Observation et outils intellectuels pour un pari de taille

   Nous pouvons observer beaucoup de choses autour de nous et cette observation est fondatrice de notre évolution. Par exemple nous observons une large forêt faite de différentes essences. C'est beau et c'est utile si on a les outils pour en tirer quelque chose. Les outils matériels, comme une hache, une scie ou autre.

   Mais pas que : si l'idée de la construction d'un abri ou d'une maison n'émerge pas, ma hache ne me servira pas. En faisant abstraction de l'aspect brut des arbres encore sur pied, je vais concevoir mentalement les utilisations possibles en fonction de l'essence, de la taille des arbres…

Formation de concepts... le pari de la compréhension rationnelle de ce qui nous entoure

   Ce qui apparaît ainsi devient des concepts. C'est-à-dire des idées générales qui permettent de se faire une idée globale. Je détaille cela dans cet article.

   Et les mathématiques joue un rôle fondamental parce qu'elles ont fourni les outils intellectuels qui permettent l'analyse de nos observations, la mesure du monde matériel et l'apparition de liens cachés à nos sens au premier abord. Vous voyez l'enjeu...

   Comme le dit Laurent Lafforgues, médaille Fields en 2002 et membre de l'académie des sciences  :

« Les mathématiques rendent explicite ce qui existe mais n'est pas visible. »

   Par exemple, l'observation des étoiles a été faite depuis très longtemps par différents peuples. Mais c'est l'analyse de la régularité spatiale de certaines apparitions, de certains mouvements qui a permis de concevoir notre système comme un tout global dont chaque partie est influencée et influence les autres. L'analyse avec des outils mathématiques. Cela a permis aussi de mesurer des régularités dans le temps. Et de faire des liens entre les étoiles, qui paraissent si immobiles et notre Terre qui le paraît aussi, mais tourne.
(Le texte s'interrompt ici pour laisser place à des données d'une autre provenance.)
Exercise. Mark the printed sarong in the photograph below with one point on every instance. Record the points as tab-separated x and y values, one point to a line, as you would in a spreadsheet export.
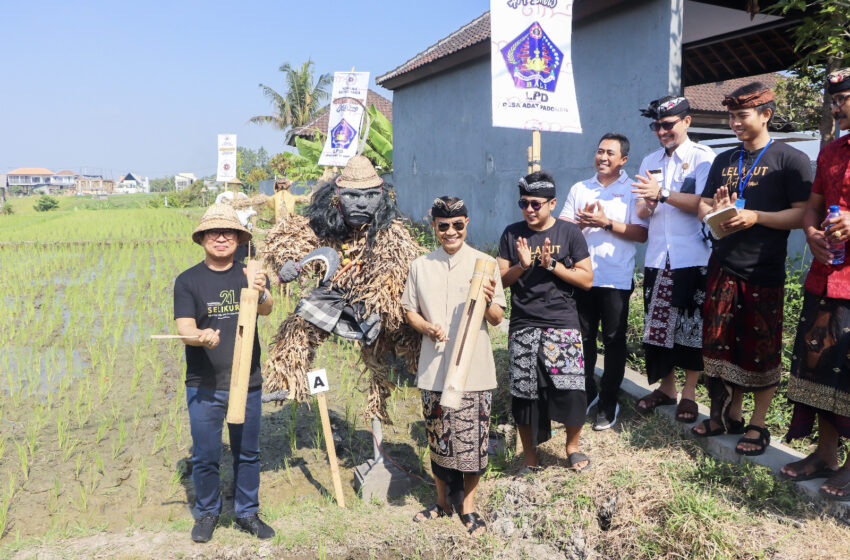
458	438
820	366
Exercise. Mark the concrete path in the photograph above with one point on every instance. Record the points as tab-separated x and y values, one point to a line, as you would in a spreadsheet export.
723	447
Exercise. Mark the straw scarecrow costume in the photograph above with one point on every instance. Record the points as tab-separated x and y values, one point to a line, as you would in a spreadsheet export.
354	227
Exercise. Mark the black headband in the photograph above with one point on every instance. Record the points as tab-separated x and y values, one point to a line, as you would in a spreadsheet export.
543	189
443	209
838	81
666	107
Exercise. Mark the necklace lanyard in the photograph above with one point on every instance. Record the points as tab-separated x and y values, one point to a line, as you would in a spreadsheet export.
742	184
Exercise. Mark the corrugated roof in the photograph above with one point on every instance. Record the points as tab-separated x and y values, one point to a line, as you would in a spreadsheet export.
707	97
31	171
320	121
474	32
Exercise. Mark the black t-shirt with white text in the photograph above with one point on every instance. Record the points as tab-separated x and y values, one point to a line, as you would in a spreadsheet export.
539	298
783	176
211	297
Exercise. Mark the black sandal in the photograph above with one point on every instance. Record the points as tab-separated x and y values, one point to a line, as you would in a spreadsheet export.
473	522
708	431
763	440
433	512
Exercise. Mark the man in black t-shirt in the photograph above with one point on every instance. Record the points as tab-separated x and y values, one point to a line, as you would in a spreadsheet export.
206	306
769	182
544	260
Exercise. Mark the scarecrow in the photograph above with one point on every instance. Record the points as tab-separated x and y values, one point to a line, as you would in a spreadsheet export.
354	227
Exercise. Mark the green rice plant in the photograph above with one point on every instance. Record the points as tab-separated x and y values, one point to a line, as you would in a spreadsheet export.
142	482
24	459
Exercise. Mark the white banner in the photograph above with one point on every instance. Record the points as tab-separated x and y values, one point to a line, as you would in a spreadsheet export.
345	117
226	170
531	65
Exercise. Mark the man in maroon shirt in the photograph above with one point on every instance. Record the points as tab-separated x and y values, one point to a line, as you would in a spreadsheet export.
819	385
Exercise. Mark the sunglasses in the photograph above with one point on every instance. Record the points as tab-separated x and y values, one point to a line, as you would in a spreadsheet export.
667	125
535	204
226	233
458	226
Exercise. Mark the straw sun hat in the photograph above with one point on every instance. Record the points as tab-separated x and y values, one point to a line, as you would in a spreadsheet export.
359	174
221	216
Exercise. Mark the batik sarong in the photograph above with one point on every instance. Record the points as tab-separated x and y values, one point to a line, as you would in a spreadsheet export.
458	438
672	334
820	366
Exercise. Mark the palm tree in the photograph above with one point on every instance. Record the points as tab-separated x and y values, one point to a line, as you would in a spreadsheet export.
301	101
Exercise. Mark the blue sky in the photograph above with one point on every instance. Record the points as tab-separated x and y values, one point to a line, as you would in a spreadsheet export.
146	86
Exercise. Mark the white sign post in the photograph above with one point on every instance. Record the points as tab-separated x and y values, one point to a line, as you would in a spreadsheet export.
318	380
531	65
226	170
345	117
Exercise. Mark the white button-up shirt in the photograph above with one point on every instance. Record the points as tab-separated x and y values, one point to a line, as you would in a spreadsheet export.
613	257
675	233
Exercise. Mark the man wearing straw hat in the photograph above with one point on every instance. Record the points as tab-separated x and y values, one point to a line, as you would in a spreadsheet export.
206	306
434	299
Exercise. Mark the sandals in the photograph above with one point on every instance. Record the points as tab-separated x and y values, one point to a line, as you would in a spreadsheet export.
654	400
841	482
762	441
820	469
473	522
687	406
433	512
576	458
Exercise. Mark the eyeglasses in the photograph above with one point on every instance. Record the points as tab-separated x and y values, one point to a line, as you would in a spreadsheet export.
458	226
525	203
666	125
228	234
838	100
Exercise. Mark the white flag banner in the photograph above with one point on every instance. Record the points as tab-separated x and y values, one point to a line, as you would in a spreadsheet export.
531	65
226	170
345	117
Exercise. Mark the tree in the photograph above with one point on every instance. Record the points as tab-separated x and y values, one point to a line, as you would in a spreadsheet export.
823	37
301	101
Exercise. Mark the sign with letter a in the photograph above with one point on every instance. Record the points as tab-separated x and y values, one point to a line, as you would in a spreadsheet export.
531	66
318	380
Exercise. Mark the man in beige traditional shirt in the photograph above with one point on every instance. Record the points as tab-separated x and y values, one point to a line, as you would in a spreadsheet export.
434	298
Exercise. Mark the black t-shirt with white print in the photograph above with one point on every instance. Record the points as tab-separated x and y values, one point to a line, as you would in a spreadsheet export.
783	175
539	298
211	297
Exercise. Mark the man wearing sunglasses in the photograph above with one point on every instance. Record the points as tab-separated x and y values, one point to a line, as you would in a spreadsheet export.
544	260
206	306
434	298
669	185
604	207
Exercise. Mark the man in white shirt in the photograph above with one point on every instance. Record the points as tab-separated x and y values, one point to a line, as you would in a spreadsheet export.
604	207
670	184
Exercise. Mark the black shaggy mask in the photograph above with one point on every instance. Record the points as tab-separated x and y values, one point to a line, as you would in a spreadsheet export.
326	219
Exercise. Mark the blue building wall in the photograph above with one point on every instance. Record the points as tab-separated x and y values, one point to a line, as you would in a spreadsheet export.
445	142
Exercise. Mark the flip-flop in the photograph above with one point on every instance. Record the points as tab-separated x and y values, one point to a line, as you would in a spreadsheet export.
473	522
654	400
821	470
433	512
708	431
578	457
687	406
840	481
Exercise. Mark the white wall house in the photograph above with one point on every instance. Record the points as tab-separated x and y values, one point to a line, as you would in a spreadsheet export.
183	181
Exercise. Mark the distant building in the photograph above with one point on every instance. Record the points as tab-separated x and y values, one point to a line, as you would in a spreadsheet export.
130	183
320	121
94	184
183	181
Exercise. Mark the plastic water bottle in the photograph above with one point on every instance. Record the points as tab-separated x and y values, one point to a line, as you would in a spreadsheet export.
836	248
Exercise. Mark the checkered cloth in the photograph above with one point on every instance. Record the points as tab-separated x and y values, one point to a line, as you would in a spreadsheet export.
327	309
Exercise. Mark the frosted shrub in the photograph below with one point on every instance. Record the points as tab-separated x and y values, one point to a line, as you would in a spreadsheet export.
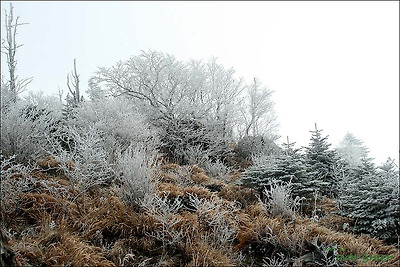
85	161
222	220
163	210
12	188
137	169
23	130
196	155
278	199
16	180
119	123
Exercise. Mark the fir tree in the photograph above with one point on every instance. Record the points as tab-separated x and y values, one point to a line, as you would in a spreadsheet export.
287	166
372	199
321	161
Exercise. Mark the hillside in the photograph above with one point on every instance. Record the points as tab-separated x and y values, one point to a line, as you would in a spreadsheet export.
192	220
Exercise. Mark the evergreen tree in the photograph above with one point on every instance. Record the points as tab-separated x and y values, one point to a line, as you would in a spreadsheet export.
352	150
321	161
372	199
287	166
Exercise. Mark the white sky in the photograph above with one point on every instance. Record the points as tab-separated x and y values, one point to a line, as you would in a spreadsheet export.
335	63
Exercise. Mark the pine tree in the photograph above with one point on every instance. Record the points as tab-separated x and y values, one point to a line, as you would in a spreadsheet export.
372	199
321	161
287	166
352	150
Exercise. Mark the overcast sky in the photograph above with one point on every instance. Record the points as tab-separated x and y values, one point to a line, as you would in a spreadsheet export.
334	63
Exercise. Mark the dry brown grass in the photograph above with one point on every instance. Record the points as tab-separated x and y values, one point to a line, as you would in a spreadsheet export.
199	175
107	232
245	196
204	255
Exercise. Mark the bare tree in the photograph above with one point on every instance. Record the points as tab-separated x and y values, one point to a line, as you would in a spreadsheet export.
9	48
259	116
75	83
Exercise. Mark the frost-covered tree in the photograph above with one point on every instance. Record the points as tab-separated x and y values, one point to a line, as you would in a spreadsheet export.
194	103
352	150
10	47
288	166
321	160
258	113
371	197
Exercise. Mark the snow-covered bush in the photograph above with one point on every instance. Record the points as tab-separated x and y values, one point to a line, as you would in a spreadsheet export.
137	167
256	145
118	123
222	220
85	160
164	211
196	155
371	197
23	131
278	199
11	187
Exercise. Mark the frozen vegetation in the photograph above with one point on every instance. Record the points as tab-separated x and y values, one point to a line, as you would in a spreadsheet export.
172	163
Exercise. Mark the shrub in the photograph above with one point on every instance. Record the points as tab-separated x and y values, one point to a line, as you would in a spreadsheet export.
84	162
137	169
118	123
197	155
279	199
256	145
23	131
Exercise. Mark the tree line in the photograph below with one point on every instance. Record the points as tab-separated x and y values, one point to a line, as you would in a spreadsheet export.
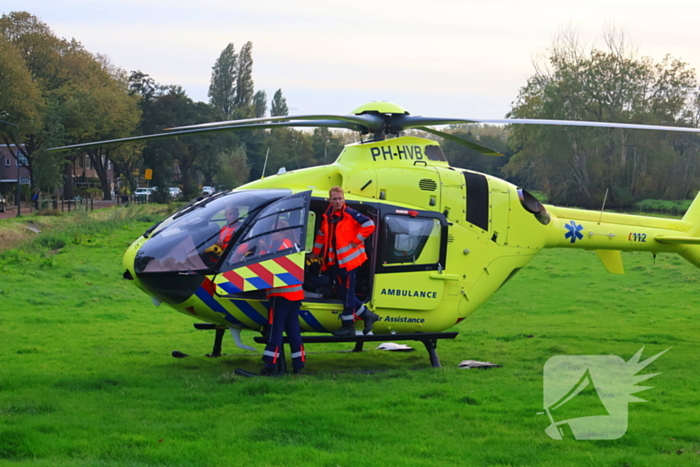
57	93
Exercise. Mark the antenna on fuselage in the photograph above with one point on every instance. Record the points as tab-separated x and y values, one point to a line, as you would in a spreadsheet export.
265	163
603	208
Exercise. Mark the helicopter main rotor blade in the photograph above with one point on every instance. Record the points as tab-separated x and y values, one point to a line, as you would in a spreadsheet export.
456	139
372	122
218	129
405	122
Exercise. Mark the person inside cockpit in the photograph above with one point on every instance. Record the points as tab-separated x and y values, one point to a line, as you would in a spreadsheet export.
225	234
Sans outils mathématiques, cette évolution n'aurait pas eu lieu.

L'esprit critique - La recherche de ce qui est vrai

   La science mathématique s'est développée en recherchant ce qui est vrai et en développant les outils nécessaires pour la démonstration de cette existence.

Est-ce qu'une affirmation est vraie ? Citons le principe fondateur de René Descartes (Discours de la Méthode) :

« Le premier [principe] était de ne recevoir jamais aucune chose pour vraie que je ne la connusse évidemment être telle, c'est-à-dire d'éviter soigneusement la hâte et le préjugé[...] ».
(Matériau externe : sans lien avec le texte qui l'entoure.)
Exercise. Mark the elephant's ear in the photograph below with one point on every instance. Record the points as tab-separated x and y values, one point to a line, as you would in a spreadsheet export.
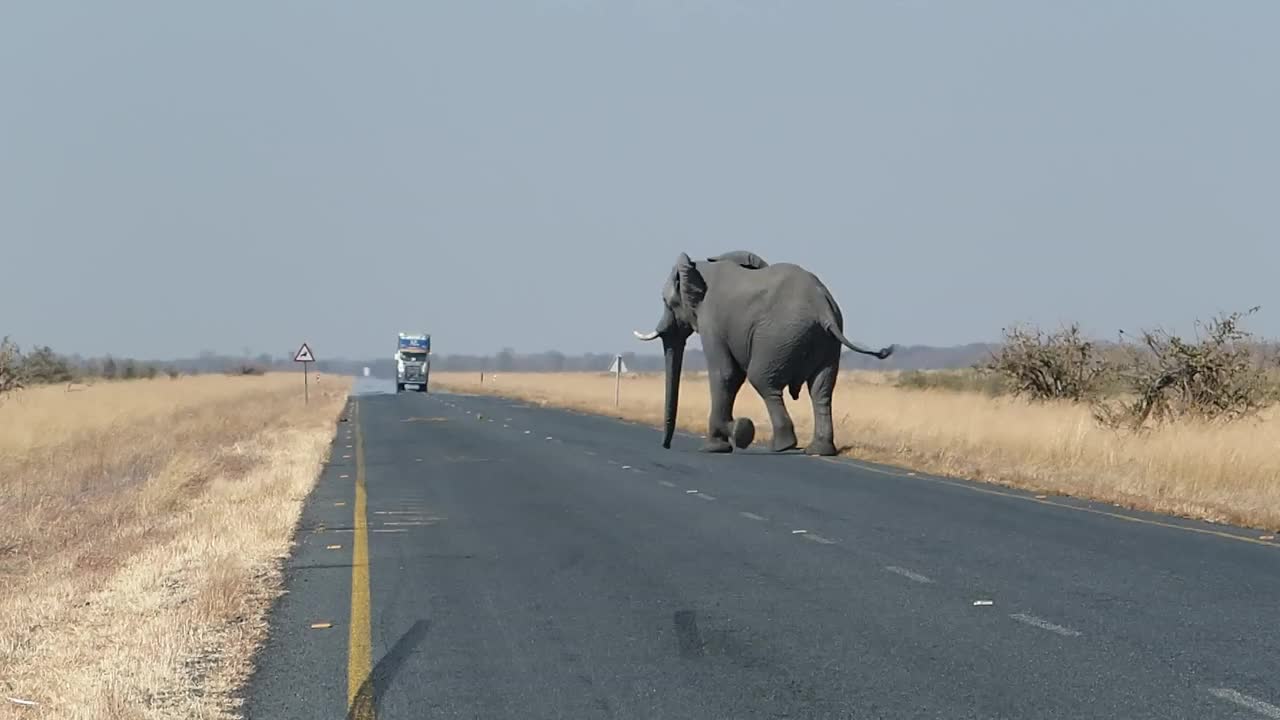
693	287
743	258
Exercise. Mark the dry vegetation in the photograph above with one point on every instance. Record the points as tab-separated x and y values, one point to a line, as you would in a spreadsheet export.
144	528
955	425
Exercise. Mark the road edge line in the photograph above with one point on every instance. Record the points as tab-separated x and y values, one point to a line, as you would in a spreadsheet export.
360	689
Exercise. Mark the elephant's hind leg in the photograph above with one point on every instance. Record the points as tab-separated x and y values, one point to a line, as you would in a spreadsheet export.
784	431
720	424
822	387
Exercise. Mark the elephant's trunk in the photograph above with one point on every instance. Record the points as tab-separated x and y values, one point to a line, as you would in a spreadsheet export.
675	351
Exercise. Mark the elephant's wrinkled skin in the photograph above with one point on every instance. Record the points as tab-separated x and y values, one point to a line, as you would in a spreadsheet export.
776	326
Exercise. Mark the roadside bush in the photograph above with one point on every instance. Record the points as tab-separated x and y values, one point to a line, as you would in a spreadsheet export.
1223	376
44	365
10	367
1063	365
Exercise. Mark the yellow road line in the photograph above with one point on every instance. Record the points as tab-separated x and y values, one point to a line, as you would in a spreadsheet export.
1063	505
360	687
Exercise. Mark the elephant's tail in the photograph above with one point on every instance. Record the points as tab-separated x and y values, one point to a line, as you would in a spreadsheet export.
830	323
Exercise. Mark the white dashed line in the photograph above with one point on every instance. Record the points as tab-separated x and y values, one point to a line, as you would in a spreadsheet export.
908	574
1045	624
1253	703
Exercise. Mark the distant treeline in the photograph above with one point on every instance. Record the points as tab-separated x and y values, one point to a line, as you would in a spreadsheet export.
41	364
910	358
Plaisir des nombres - Le pari de la vérité mathématique   Imaginez qu'un habitant de cette forêt vous affirme qu'il est possible de fabriquer une maison à cinq étages aussi large qu'un fleuve… Est-ce possible ? Y croyez-vous ? Car cet homme... qu'en sait-il ? C'est intéressant, et ça pourrait être très utile, mais sur quoi se base cette personne pour l'affirmer ?

   Après avoir construit une première maison, qui a tenue ou pas... ou partiellement... Les habitants ont développés des outils - matériels et intellectuels - et ont compris, par exemple, que certaines mesures, certains rapports, certaines règles de construction particulières permettront de faire tenir une maison.

   Les suivants n'ont pas à tout retester : on leur a légué des idées déjà vérifiées. En se basant sur celles-ci, ils en inventent de nouvelles.

La transmission, le pari de l'enseignement

   Avec le temps, cette connaissance est transmise. Enjeu de transmission donc. Et quelques générations plus tard, vos arrières-arrières-arrières petits-enfants n'ont plus besoin de construire une maison identique pour vérifier. La chose est admise : les outils matériels, les outils intellectuels - les concepts - et les étapes pour la construire sont connus et enseignés. Habitent-ils cette maison ? Peut-être, peut-être pas… mais peu importe, les outils développés pourront être utilisés pour autre chose - pour des ponts par exemple.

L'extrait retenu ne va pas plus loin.